Documenti di Didattica
Documenti di Professioni
Documenti di Cultura
BIG DATA
SWASTIKAA MOUDGIL, JAGREET KAUR
Computer Science and Engineering Department, Chandigarh College Of Engineering and Technology Sector26,
Chandigarh, 160019, India, Panjab University
Computer Science and Engineering Department, Chandigarh College Of Engineering and Technology Sector26,
Chandigarh, 160019, India, Panjab University
Abstract -- Big Data is an all encompassing term for any collection of datasets so large and complex that it becomes
difficult to process them using traditional data processing applications. It has been defined as per 3V Model (Volume,
Velocity, Variety).Big Data has found applications in Science, Government sector, Climate Control, Private sector etc.
Currently, Big Data is being worked on by companies like Microsoft under their Microsoft Research(MSR),IBM and Apple
in collaboration on Ios application Mobile First and many more. It has increased demand of information specialists in
projects like Oracle, Dell, IBM etc .Hence, the management of exponentially increasing data, intelligent use of this
heterogeneous data is becoming a prime concern for the complete industrial sector.

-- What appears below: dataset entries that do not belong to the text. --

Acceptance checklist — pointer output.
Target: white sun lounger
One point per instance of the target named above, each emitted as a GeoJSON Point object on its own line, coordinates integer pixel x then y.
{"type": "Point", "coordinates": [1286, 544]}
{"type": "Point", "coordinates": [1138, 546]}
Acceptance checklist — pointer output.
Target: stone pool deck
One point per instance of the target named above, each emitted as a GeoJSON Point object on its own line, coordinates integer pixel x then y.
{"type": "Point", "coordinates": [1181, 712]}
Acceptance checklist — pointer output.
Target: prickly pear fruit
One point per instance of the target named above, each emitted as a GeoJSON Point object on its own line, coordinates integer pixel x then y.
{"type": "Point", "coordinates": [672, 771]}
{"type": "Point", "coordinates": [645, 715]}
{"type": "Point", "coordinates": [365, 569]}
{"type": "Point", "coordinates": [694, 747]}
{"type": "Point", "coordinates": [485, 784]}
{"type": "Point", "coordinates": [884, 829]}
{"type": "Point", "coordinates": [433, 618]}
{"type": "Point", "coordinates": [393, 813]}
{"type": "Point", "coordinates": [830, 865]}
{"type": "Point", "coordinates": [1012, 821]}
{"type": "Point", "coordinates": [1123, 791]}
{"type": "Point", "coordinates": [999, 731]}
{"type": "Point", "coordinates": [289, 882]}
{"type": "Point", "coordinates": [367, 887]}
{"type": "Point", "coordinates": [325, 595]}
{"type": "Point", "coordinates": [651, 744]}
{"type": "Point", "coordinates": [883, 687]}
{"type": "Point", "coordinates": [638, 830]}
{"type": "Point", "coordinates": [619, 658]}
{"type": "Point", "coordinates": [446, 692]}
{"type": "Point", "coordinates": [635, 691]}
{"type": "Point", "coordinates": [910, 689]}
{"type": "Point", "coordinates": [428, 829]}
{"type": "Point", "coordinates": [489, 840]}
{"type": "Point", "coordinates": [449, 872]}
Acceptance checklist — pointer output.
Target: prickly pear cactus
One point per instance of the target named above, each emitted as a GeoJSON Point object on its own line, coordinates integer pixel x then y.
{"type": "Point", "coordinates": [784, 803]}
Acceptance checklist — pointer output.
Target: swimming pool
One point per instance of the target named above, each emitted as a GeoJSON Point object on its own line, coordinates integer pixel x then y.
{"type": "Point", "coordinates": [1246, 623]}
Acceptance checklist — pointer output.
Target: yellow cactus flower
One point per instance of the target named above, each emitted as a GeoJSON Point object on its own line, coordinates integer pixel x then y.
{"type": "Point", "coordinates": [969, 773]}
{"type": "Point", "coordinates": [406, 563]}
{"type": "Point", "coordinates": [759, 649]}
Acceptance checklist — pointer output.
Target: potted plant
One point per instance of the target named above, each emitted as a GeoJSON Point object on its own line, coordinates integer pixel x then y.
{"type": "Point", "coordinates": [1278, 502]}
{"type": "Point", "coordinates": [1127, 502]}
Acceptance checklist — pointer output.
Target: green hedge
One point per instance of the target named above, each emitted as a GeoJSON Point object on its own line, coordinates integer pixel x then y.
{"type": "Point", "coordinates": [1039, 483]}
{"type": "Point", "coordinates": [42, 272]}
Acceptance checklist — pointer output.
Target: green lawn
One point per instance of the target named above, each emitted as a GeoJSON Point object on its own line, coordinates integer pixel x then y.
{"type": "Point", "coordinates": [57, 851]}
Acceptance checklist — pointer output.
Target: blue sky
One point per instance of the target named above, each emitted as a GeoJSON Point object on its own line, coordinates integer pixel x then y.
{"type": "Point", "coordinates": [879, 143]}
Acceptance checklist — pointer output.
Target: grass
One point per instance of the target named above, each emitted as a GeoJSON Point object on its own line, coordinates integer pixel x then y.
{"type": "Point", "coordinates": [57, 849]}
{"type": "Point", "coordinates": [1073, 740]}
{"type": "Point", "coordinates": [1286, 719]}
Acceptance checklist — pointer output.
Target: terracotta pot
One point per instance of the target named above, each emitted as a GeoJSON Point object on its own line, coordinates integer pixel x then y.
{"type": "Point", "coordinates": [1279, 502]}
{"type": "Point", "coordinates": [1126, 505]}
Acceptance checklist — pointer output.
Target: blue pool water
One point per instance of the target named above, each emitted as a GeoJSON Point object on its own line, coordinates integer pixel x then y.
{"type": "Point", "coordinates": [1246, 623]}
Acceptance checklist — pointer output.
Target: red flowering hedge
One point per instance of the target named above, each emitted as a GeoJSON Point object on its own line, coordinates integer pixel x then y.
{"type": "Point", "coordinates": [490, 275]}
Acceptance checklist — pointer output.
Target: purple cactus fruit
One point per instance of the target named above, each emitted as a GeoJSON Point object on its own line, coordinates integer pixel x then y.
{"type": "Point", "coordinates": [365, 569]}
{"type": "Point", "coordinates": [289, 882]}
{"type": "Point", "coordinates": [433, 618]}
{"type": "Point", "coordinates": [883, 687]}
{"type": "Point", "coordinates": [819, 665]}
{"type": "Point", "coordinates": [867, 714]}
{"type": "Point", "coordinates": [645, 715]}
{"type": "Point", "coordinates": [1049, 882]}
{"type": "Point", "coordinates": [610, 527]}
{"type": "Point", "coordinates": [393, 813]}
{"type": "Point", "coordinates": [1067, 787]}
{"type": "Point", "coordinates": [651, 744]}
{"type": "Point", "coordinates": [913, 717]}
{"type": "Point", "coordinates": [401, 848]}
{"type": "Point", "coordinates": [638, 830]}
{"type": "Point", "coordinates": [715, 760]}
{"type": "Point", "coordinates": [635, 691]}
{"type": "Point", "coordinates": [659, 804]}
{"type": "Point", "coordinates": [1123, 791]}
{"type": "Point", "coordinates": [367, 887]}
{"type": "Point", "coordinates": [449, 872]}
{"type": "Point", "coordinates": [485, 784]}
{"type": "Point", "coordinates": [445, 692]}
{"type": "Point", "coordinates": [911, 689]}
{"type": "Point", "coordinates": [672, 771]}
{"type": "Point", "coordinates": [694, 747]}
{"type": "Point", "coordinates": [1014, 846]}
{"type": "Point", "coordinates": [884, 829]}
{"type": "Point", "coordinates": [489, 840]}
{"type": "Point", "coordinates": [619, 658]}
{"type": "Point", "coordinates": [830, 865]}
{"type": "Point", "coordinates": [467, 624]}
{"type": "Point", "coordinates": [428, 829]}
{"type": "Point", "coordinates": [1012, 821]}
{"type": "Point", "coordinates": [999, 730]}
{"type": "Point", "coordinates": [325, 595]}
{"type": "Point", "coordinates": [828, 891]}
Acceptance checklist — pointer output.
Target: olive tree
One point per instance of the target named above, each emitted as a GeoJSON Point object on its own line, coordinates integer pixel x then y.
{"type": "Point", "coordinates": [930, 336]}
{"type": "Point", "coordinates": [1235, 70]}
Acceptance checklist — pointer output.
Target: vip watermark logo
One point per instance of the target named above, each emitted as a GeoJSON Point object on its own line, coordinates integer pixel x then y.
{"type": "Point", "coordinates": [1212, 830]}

Keywords 3V Model of Big Data Harrenhausen Conference, Introduction to Hadoop, Mobile First app
1. Introduction
Big data can also be defined as "Big data is a large volume unstructured data which cannot be handled by standard
database management systems like DBMS, RDBMS or ORDBMS". Big data usually includes data sets with sizes beyond
the ability of commonly used software tools to capture, curate, manage, and process data within a tolerable elapsed time.
Big data is a set of techniques and technologies that require new forms of integration to uncover large hidden values from
large datasets that are diverse, complex, and of a massive scale. Big data is an all-encompassing term for any collection
of data sets so large and complex that it becomes difficult to process them using traditional data processing applications.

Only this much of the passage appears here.